Tale principio non risulta peraltro applicabile alla fattispecie in esame, la quale è caratterizzata dalla circostanza che il rientro nel territorio italiano non è stato preceduto dalla formale presentazione della domanda di autorizzazione al ricongiungimento familiare, ad opera del familiare residente in Italia, né conseguentemente dal rilascio del nullaosta prefettizio previsto dall'art. 29, commi 7 e 8, D.L.vo n. 286 del 1998, ma solo dal rilascio dell'autorizzazione prevista dall'art. 5, comma secondo, lett. l), dell'ordinanza del Ministero della salute 29 luglio 2021, recante «Ulteriori misure urgenti in materia di contenimento e gestione dell'emergenza epidemiologica da Covid-19», la quale non ha efficacia sostitutiva degli ordinari titoli di soggiorno contemplati dalla disciplina in tema di immigrazione, ma risponde esclusivamente all'esigenza di assicurare il controllo dei flussi di persone in ingresso nel territorio nazionale, per finalità di prevenzione sanitaria collegate alla diffusione del predetto virus. In tema di espulsione, la Suprema Corte ha tuttavia affermato che l'art. 13, comma 2-bis, D.L.vo n. 286 cit., il quale impone di tener conto, nei confronti dello straniero che ha esercitato il diritto al ricongiungimento familiare, della natura e dell'effettività dei vincoli familiari, della durata del soggiorno, nonché dell'esistenza di legami con il paese d'origine, dev'essere interpretato, in linea con la nozione di diritto all'unità familiare delineata dalla giurisprudenza della Corte EDU con riferimento all'art. 8 CEDU e fatta propria dalla Corte Costituzionale con sentenza n. 202 del 2013, nel senso che esso trova applicazione, con valutazione da condursi caso per caso ed in coerenza con la direttiva comunitaria 2008/115/CE, anche al cittadino straniero che abbia legami familiari nel nostro Paese, ancorché non si trovi nella posizione di richiedente formalmente il ricongiungimento familiare (cfr. Cass. civ., sez. I, 22 gennaio 2019, n. 1665; Cass. civ., sez. I, 15 gennaio 2019, n. 781; Cass. civ., sez. I, 2 ottobre 2018, n. 23957).

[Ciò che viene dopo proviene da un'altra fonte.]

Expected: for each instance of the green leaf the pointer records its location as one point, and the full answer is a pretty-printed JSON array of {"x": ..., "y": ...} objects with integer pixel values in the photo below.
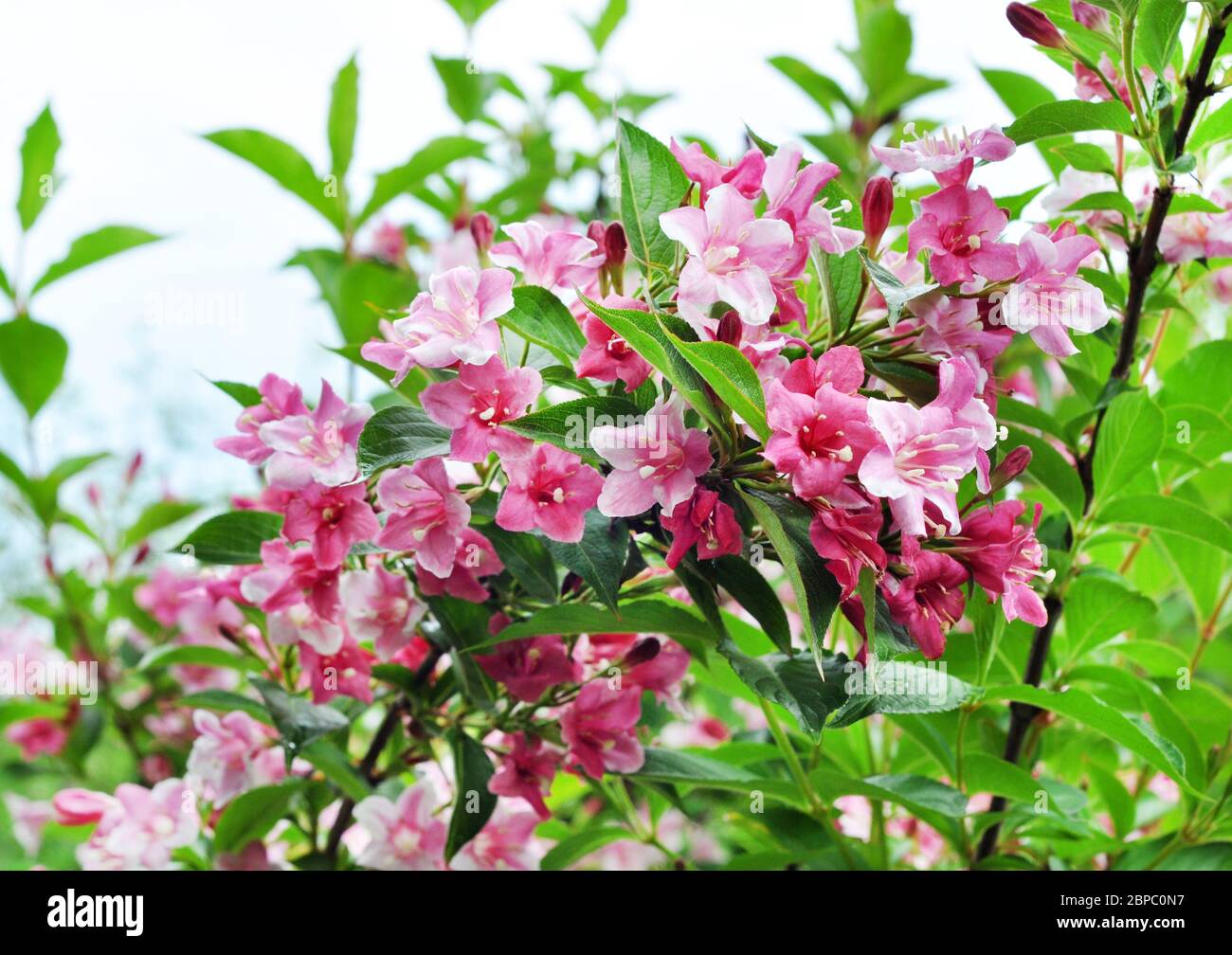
[
  {"x": 599, "y": 557},
  {"x": 568, "y": 424},
  {"x": 32, "y": 357},
  {"x": 1169, "y": 514},
  {"x": 787, "y": 524},
  {"x": 432, "y": 158},
  {"x": 337, "y": 769},
  {"x": 284, "y": 164},
  {"x": 752, "y": 591},
  {"x": 1129, "y": 442},
  {"x": 93, "y": 248},
  {"x": 528, "y": 561},
  {"x": 38, "y": 152},
  {"x": 734, "y": 378},
  {"x": 573, "y": 848},
  {"x": 1085, "y": 156},
  {"x": 344, "y": 116},
  {"x": 399, "y": 435},
  {"x": 171, "y": 655},
  {"x": 251, "y": 815},
  {"x": 1070, "y": 116},
  {"x": 649, "y": 615},
  {"x": 158, "y": 515},
  {"x": 1103, "y": 718},
  {"x": 1051, "y": 471},
  {"x": 808, "y": 689},
  {"x": 894, "y": 687},
  {"x": 472, "y": 802},
  {"x": 299, "y": 721},
  {"x": 651, "y": 183},
  {"x": 234, "y": 537}
]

Tale interpretazione è destinata ad assumere indubbiamente rilievo anche nel caso in esame, in cui si discute della legittimità di un provvedimento espulsivo adottato nei confronti di una cittadina straniera che, pur avendo fatto ingresso nel territorio nazionale in violazione del divieto derivante da un altro decreto di espulsione precedentemente emesso a suo carico, ha fatto valere, a sostegno dell'opposizione, il vincolo di coniugio intrattenuto con un altro cittadino straniero residente in Italia, che le avrebbe consentito di richiedere il nullaosta al ricongiungimento familiare, in deroga al predetto divieto. Ai fini del rigetto dell'opposizione, il Giudice di pace non avrebbe dunque potuto limitarsi a dare atto dell'esistenza del decreto di espulsione precedentemente emesso nei confronti della ricorrente e della mancata presentazione dell'istanza di autorizzazione al ricongiungimento familiare, ma avrebbe dovuto procedere alla verifica della sussistenza in concreto delle condizioni cui la legge subordina la realizzazione del diritto all'unità familiare, prendendo in esame, conformemente alle indicazioni fornite dalla citata giurisprudenza di legittimità, tutti gli elementi qualificanti l'effettività del vincolo familiare allegato (rapporto di coniugio, durata del matrimonio, nascita di figli e loro età, convivenza, dipendenza economica dei figli maggiorenni, etc.), oltre alle difficoltà conseguenti all'espulsione, e restando invece esclusa, al di fuori della valorizzazione in concreto di questi elementi, la possibilità di fare riferimento ai criteri suppletivi relativi alla durata del soggiorno, all'integrazione sociale nel territorio nazionale, ovvero ai legami culturali o sociali con il Paese di origine.